Mi piace pensare che una domenica mattina come questa fa somigliare il giardino di Luxembourg a quei tuoi boschi: tra le quattro griglie di metallo, il bianco denso del cielo e tremolante fa atto di omertà di una primavera che dovrebbe essere vicina, i tronchi domestici bagnati nella discreta rugiada dorata dell'inverno, chissà che non sia il respiro della notte che non si vuole alzare. Sai che noi qui viviamo delle giornate veloci come un battere di ciglia, come una faraona che vola via; nei nostri inverni apriamo gli occhi per riuscire appena a abbracciare la luce del mezzogiorno che nasconde già la falcata del tramonto , e di nuovo una notte lunghissima ti invita a dormire e lasciare affondare le futili meditazioni di una giornata nel petrolio del sogno urbano. Siamo marmotte di città e condominio, troppo miopi per vedere la veste d'oro che ricopre i vetri e l'acciaio, noi dall'interno non sappiamo che stiamo in una struttura d'acciaio , non sappiamo per niente se il sole ci sta scaldando.
Da qui l'inverno delle tue campagne sembra durare un giorno appena, soltanto un giorno in cui ti svegli e trovi che un sottile velo di ghiaccio ha sigillato la tua campagna; ieri era autunno e domani forse già i boccioli  forzeranno quel velo rigido e fragile . Ma oggi torni a scaldare le mani al fuoco, dove non ci sono piu' castagne a far correre i bambini.
Chissà se lei lo guarda ora che lo zufolo é posato su quella mensola come una foto; chissà se lo guarda e ti pensa , tu che eri cosi' importante per lei. Chissà se riconosce l'impronta delle tue mani sulla vecchia pelle, se ci ha trattenuto ancora un po' il calore del tuo respiro. Oppure le basta sapere che é li' , che si é tenuta un pezzo di te.
Accanto ci ha messo un'altra foto, quell'orologio bellissimo, rotondo e prezioso che ti capito' forse per caso tra le mani ruvide di contadino, un regalo per un tuo grande atto di nobiltà, che non conosco ma che immagino facilmente alla portata dei tuoi occhi di quel blu cosi' generoso di cielo e di cuore.

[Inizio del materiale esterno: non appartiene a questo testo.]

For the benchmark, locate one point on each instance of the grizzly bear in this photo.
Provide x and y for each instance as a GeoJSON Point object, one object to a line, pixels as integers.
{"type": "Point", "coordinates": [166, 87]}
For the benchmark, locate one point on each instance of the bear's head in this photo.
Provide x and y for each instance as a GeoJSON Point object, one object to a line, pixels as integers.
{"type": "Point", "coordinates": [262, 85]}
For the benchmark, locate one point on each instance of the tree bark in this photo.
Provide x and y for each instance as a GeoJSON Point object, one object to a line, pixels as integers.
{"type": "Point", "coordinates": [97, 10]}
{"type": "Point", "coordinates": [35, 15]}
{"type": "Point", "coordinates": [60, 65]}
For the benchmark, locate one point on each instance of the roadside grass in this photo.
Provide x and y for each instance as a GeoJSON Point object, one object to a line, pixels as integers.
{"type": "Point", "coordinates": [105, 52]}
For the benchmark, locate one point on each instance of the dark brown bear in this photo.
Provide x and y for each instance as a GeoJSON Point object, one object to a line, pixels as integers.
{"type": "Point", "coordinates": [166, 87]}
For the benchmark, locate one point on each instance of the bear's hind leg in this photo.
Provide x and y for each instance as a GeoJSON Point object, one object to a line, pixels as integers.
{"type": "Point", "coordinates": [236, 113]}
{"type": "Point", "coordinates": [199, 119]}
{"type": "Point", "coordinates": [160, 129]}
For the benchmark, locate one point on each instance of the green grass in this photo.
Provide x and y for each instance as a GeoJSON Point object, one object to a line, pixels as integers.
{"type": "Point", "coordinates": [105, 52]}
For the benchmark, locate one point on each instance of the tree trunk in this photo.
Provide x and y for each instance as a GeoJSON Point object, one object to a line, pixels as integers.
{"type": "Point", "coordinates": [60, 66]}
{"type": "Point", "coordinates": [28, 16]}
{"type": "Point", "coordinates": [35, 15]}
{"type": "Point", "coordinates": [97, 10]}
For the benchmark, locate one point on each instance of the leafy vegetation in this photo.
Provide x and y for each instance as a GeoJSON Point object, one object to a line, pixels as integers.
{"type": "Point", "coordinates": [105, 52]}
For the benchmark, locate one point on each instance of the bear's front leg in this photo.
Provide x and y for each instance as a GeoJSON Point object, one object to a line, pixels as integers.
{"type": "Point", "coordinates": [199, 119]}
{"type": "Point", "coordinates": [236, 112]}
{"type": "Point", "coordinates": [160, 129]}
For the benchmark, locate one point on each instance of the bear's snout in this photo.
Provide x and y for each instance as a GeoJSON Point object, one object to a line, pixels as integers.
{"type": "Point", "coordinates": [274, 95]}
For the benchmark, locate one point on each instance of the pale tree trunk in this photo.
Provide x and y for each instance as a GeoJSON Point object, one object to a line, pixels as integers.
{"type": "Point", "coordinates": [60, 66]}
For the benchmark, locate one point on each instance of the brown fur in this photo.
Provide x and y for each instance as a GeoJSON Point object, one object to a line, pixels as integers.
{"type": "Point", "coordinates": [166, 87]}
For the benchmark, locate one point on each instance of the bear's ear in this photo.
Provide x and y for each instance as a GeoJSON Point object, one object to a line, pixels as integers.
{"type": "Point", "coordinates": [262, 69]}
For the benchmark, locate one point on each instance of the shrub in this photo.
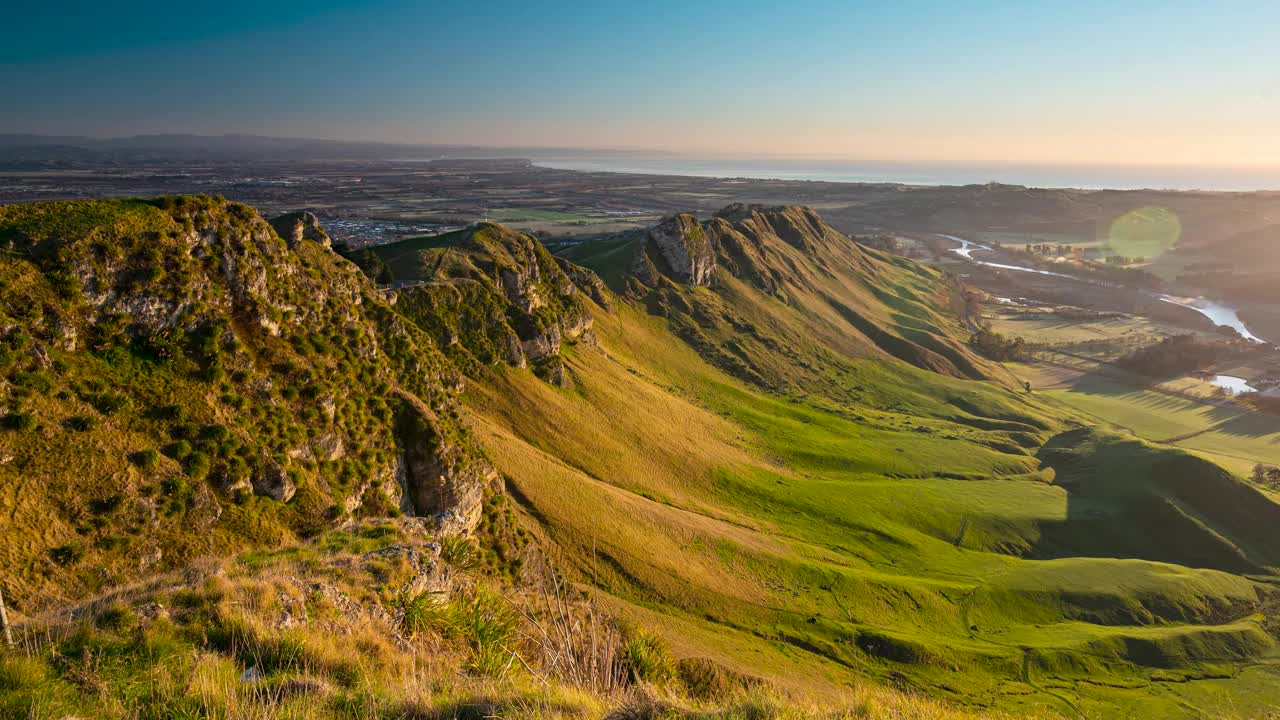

Non ricordo piu' quando lo fece riparare; é difficile resistere alla fantasia che un orologio che si é fermato quando riparte ci puo' raccontare quegli anni che lo hanno fatto girare , girare fino a che avesse bisogno di riposarsi. Come se quei tic-tac si mettessero a cantarci le storie di prima, gli anni che hanno contato, tutte le storie di affetto, amore, fame, e nascite spezzettate da loro in ore e minuti.
Io le avrei volute sapere, ma forse tu le volevi dimenticare. Anni che vedo volteggiare e dispiegare orizzonti e legna bruciata e cani che scodinzolano, erano forse per te colmi di delusioni e rimpianti, di terra che é diventata sabbia, di occhi che fissavano le scarpe. E ti sei ritrovato li' sospeso tra il ricordarli e il volerli sostituire con storie piu' grandi e finali piu' lunghi e diversi che potessero dirti chi e perchè faceva chinare tutte quelle teste, imprigionato in una cucina dalle maioliche rassicuranti e fredde, un crocifisso e il telegiornale delle otto.
Il tuo orologio é al sicuro , protetto e non lo tocchiamo mai per non consumarlo con i nostri ricordi, al massimo lo spolvera lei la domenica; lui é li' su quella mensola, rubato allo scorrere del tempo.